EdgeResult dataclass

EdgeResult(
    source_name,
    source_kind,
    target_name,
    target_kind,
    relationship,
    context=None,
    metadata=None,
)

A relationship between two entities.

Edges reference nodes by (name, kind) pairs, not database IDs. The indexer orchestrator resolves these to node IDs during insertion. This means parsers don't need to know about the database and parse order doesn't matter.

The target may be in another file or even another repo. If unresolved at insert time, the orchestrator creates a phantom node.

Attributes:

Name Type Description
source_name str

Name of the source node.

source_kind str

Kind of the source node (e.g. "query").

target_name str

Name of the target node.

target_kind str

Kind of the target node (e.g. "table").

relationship str

Edge label (e.g. "references", "defines", "inserts_into", "cte_references").

context str | None

Human-readable context (e.g. "FROM clause", "JOIN clause").

metadata dict | None

Arbitrary edge metadata (source_schema, target_schema, etc.).

ColumnUsageResult dataclass

ColumnUsageResult(
    node_name,
    node_kind,
    table_name,
    column_name,
    usage_type,
    alias=None,
    transform=None,
)

SQL-specific: column-level lineage from sqlglot.

Records which columns are used where and how. Only the SQL parser populates these -- all other parsers return an empty list.

This data is stored in a separate table from edges because column usage is high-volume with its own query patterns (flat scans, not graph traversals).

Attributes:

Name Type Description
node_name str

Name of the query/CTE/view that uses this column.

node_kind str

Kind of the owning node (e.g. "query", "cte").

table_name str

Source table the column belongs to.

column_name str

Column name ("*" for SELECT *).

usage_type str

How the column is used. One of "select", "where", "join_on", "group_by", "order_by", "having", "insert", "update", "partition_by", "window_order", "qualify".

alias str | None

Output alias if the column is aliased (AS name).

transform str | None

Wrapping expression, e.g. "CAST(a.updated AS DATETIME)".

LineageHop dataclass

LineageHop(column, table, expression=None)

One hop in a column lineage chain.

Attributes:

Name Type Description
column str

Column name at this hop.

table str

Table, CTE, or subquery name at this hop.

expression str | None

Transform applied at this hop (e.g. "CAST(amount AS DECIMAL)"), or None if the column passes through unchanged.

ColumnLineageResult dataclass

ColumnLineageResult(
    output_column, output_node, chain=list()
)

End-to-end column lineage through CTEs and subqueries.

Traces an output column back to its source table column(s), recording each intermediate hop (CTE, subquery, transform).

Attributes:

Name Type Description
output_column str

Column name in the final output.

output_node str

The query, table, or view that produces this column.

chain list[LineageHop]

Ordered hops from output back to source.

ColumnDefResult dataclass

ColumnDefResult(
    node_name,
    column_name,
    data_type=None,
    position=None,
    source="definition",
    description=None,
)

Column definition metadata extracted from SQL or schema files.

Records column-level metadata for tables and views, including the column's data type, ordinal position, provenance, and optional description.
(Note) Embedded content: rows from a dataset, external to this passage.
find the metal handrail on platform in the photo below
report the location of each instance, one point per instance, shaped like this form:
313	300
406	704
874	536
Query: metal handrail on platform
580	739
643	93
Parsers emit these alongside nodes and edges so the indexer can build a column-level catalogue.

Attributes:

Name Type Description
node_name str

The table or view this column belongs to.

column_name str

Column name as declared.

data_type str | None

SQL data type (e.g. "VARCHAR", "INT"), or None if unknown.

position int | None

Ordinal position in the column list (0-based), or None if unavailable.

source Literal['definition', 'inferred', 'schema_yml', 'sqlmesh_schema']

How this column was discovered. One of "definition" (from CREATE/ALTER DDL), "inferred" (from SELECT output), "schema_yml" (from dbt schema.yml), "sqlmesh_schema" (from sqlmesh model schema).

description str | None

Human-readable column description, or None.

ParseResult dataclass

ParseResult(
    language,
    nodes=list(),
    edges=list(),
    column_usage=list(),
    column_lineage=list(),
    columns=list(),
    errors=list(),
)

Everything a parser returns for one file.

This is the complete interface contract. A parser receives a file path and its content, and returns one of these. The orchestrator handles everything from here -- ID assignment, edge resolution, database writes.

Mutation contract

ParseResult is intentionally mutable (not frozen=True). Renderers and post-processing steps mutate nodes, edges, and other lists in-place -- e.g. appending synthetic nodes, deduplicating edges, or rewriting names during normalisation. This is by design: allocating a new ParseResult for every transform would add complexity with no practical benefit, since a ParseResult is owned by a single file-processing pipeline and is never shared across threads.

Attributes:

Name Type Description
language str

Parser language identifier (e.g. "sql").

nodes list[NodeResult]

Entities discovered in the file.

edges list[EdgeResult]

Relationships between entities.

column_usage list[ColumnUsageResult]

Column-level usage records (SQL only).

column_lineage list[ColumnLineageResult]

End-to-end column lineage chains (SQL only).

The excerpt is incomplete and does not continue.